Unfortunately, the extent to which Zeenea already uses these advantages could not be examined in more detail in my initial review.
To fill the repository, Zeenea offers all kinds of scanners for the import of metadata. This includes not only databases. BI tools such as Tableau and Qlik are supported, as well as ETL and data quality tools (e.g., from Informatica) and packaged applications including products from the SAP portfolio. For the integration of unstructured data or unknown data sources, an API and SDK are available. The tool also monitors the connected metadata sources and reacts to changes. This should ensure that the content is always up to date in the catalog.
The Zeenea architecture
Typically, the data steward curates the metadata in the Studio. The tool offers support for generating templates for metadata acquisition, designing information around metadata, and metadata generation (e.g., through data profiling) as well as supporting the data steward with functions and automations for metadata documentation and maintenance. The ML capabilities of the tool are set to be enhanced in upcoming versions, especially for the simplification of metadata maintenance. Support will be provided on a content/semantic level (e.g., through similarity analyses).

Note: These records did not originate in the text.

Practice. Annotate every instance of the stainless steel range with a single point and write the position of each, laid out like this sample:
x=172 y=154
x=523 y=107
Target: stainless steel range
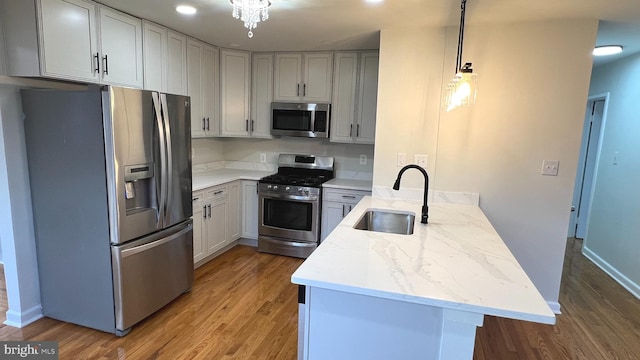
x=289 y=203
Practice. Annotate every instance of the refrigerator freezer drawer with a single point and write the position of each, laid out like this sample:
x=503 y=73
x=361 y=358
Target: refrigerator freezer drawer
x=151 y=272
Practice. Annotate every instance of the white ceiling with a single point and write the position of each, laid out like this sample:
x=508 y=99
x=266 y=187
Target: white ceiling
x=304 y=25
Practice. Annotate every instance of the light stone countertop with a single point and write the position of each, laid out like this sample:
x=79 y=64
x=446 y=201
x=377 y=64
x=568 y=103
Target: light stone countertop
x=348 y=184
x=456 y=261
x=205 y=179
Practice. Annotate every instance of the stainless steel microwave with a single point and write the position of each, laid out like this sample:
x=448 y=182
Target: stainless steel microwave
x=300 y=119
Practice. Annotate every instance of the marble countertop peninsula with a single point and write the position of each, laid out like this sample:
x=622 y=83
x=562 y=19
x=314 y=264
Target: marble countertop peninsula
x=457 y=261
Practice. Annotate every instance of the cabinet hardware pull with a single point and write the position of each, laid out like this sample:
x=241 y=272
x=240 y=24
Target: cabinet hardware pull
x=106 y=65
x=97 y=69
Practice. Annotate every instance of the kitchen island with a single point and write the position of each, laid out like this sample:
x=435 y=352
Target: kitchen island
x=374 y=295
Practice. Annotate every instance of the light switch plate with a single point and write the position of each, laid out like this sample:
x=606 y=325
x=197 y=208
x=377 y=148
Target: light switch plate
x=550 y=167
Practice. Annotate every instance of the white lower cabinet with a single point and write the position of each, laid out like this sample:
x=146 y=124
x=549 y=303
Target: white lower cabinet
x=336 y=204
x=216 y=219
x=250 y=209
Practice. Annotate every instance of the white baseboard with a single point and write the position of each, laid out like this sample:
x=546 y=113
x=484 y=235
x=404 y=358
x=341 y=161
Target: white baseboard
x=249 y=242
x=619 y=277
x=555 y=307
x=25 y=318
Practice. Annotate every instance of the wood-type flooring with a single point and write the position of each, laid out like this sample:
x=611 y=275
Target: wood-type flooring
x=243 y=306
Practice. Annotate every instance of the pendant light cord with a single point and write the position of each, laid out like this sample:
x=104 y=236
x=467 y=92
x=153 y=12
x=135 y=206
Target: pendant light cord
x=463 y=8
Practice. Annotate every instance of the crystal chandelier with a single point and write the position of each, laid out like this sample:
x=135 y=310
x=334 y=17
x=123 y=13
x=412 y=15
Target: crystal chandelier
x=461 y=91
x=251 y=12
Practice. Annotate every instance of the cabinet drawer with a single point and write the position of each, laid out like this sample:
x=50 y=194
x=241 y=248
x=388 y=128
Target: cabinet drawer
x=217 y=194
x=344 y=196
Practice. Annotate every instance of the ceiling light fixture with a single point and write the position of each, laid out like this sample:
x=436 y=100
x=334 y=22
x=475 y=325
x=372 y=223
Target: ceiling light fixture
x=186 y=9
x=251 y=12
x=607 y=50
x=461 y=90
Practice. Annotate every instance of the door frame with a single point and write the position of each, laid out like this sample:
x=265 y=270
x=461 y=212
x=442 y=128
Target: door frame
x=580 y=171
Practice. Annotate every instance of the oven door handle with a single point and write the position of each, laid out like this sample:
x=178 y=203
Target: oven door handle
x=307 y=198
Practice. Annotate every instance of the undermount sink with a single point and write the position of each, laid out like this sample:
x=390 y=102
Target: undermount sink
x=396 y=222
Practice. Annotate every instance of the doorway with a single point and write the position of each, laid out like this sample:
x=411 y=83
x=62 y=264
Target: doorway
x=585 y=175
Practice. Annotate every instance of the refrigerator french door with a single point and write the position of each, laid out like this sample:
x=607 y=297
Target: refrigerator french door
x=110 y=176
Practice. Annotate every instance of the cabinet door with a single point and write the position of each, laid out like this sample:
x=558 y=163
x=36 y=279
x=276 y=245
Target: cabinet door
x=234 y=93
x=194 y=86
x=261 y=94
x=199 y=227
x=67 y=48
x=209 y=93
x=332 y=214
x=368 y=99
x=288 y=77
x=154 y=55
x=216 y=227
x=233 y=215
x=318 y=71
x=121 y=48
x=176 y=73
x=250 y=209
x=344 y=97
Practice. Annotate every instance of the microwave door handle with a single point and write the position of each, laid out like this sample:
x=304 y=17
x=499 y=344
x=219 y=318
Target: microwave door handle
x=313 y=122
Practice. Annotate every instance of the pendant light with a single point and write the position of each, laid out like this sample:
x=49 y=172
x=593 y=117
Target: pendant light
x=461 y=90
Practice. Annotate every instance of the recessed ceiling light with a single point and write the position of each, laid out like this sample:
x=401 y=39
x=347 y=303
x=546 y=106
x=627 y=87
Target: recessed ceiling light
x=186 y=9
x=607 y=50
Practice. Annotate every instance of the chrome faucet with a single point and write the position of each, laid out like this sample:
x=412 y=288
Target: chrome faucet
x=396 y=186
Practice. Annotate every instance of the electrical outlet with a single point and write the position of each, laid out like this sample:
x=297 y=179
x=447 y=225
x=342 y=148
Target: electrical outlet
x=402 y=159
x=421 y=160
x=550 y=167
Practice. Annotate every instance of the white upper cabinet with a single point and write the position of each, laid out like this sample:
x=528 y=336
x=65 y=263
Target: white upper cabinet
x=303 y=77
x=69 y=48
x=165 y=59
x=75 y=40
x=176 y=59
x=354 y=103
x=235 y=80
x=261 y=95
x=121 y=48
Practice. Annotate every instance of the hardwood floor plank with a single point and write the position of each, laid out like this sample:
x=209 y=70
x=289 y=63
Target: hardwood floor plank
x=243 y=306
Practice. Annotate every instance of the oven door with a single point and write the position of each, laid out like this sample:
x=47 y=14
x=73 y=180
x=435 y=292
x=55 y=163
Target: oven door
x=289 y=216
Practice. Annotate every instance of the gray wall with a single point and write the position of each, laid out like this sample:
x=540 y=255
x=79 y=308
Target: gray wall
x=614 y=230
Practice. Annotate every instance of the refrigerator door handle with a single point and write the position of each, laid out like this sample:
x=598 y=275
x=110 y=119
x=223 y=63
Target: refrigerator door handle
x=163 y=160
x=168 y=175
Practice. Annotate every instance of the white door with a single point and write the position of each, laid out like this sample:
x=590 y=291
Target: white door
x=234 y=93
x=176 y=63
x=154 y=55
x=121 y=48
x=586 y=168
x=69 y=48
x=194 y=86
x=261 y=95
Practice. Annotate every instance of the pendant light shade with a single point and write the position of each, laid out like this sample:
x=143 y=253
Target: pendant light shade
x=461 y=90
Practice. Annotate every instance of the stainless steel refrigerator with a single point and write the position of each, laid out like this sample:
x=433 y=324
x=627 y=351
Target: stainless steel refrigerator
x=110 y=175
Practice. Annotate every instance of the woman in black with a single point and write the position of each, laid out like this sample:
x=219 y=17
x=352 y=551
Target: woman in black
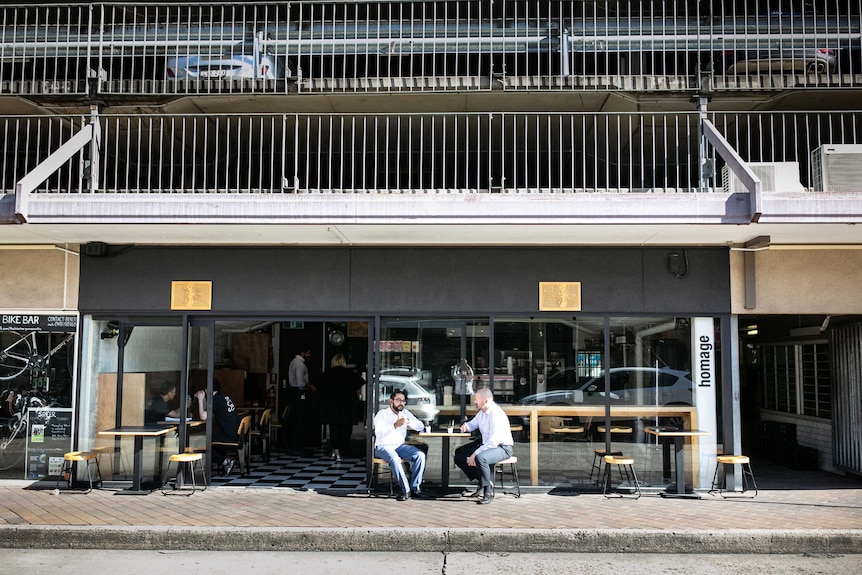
x=338 y=389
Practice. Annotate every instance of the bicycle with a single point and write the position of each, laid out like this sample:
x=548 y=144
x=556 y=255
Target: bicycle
x=13 y=430
x=19 y=353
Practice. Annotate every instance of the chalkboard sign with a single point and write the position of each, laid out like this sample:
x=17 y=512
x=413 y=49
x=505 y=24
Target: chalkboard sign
x=49 y=437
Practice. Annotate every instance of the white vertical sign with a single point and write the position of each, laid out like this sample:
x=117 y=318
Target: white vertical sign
x=705 y=389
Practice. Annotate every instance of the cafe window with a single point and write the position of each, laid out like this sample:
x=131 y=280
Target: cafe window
x=797 y=379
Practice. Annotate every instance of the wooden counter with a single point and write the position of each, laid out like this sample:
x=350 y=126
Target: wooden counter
x=597 y=412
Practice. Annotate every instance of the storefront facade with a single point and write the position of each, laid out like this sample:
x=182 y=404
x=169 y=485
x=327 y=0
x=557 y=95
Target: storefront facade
x=648 y=323
x=38 y=326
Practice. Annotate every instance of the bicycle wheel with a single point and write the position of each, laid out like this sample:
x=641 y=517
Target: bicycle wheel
x=15 y=353
x=12 y=446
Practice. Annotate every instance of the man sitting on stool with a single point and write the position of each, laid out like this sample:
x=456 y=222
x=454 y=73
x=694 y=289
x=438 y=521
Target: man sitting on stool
x=477 y=460
x=390 y=430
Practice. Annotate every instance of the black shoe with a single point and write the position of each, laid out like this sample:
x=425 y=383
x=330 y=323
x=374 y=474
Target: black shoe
x=468 y=493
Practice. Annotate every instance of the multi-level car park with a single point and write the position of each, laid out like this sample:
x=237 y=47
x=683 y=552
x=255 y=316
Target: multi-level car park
x=108 y=71
x=116 y=48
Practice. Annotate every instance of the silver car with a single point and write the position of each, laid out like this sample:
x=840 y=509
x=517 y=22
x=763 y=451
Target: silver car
x=792 y=61
x=628 y=386
x=231 y=65
x=421 y=402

The core of any data catalog is its search functionality. Zeenea offers direct and context-related search options. Hit lists can be made more specific through extensive filter mechanisms. Due for release soon, I’m particularly excited about the dynamic profiling, which will enable the customized presentation of catalog content.
In addition to searching, the Zeenea data catalog supports business glossary, data lineage and data profiling, thus focusing on the core functions of a data catalog. Users who also want a tool for policy management, workflows or data access will need to look to external providers. The open architecture of Zeenea offers the possibility of integration with third-party tools.
Zeenea is a fairly young product and has already demonstrated quite a lot considering it has just three years of market experience and 50 customers. The company is concentrating on the core of data cataloging, thereby setting itself apart from the competition, which is becoming broader and broader from my point of view. The tool is clearly arranged for me. The essential core functions run stably, even in larger scenarios. In terms of look and feel, it is clearly aimed at business users. Detailed technical information about, for example, ETL processes was not given in the briefing. Also metadata curation workflows (approval processes) were not covered.
I do not feel that there is sufficient support for collaboration. Commenting is supported but I would like to see chat or other collaboration functions as well as knowledge from the masses (e.g., ratings or reviews) to help better evaluate data sets. Zeenea has recognized that the adoption of a catalog is based on trust. However, trust doesn’t come from the tool alone, but is based on the content that is generated and used by all users. In this sense, user opinion is an important part of a catalog.
The roadmap features many ML-based, innovative functions, such as improved similarity detection, pattern recognition and identifying relevant attribute values.
I think the idea and approaches have succeeded in making the data catalog grow adaptively with the company. I am of the opinion that we do not need another battleship catalog. Instead, it is important to take the company and users on a journey towards a data-centric enterprise. And this journey must be feasible. It requires consideration of the organization, the capabilities within the company, and a flexible, simple structure for catalog content. The idea is there and the first technological precautions have been taken. I’m curious to see what Zeenea will make of it.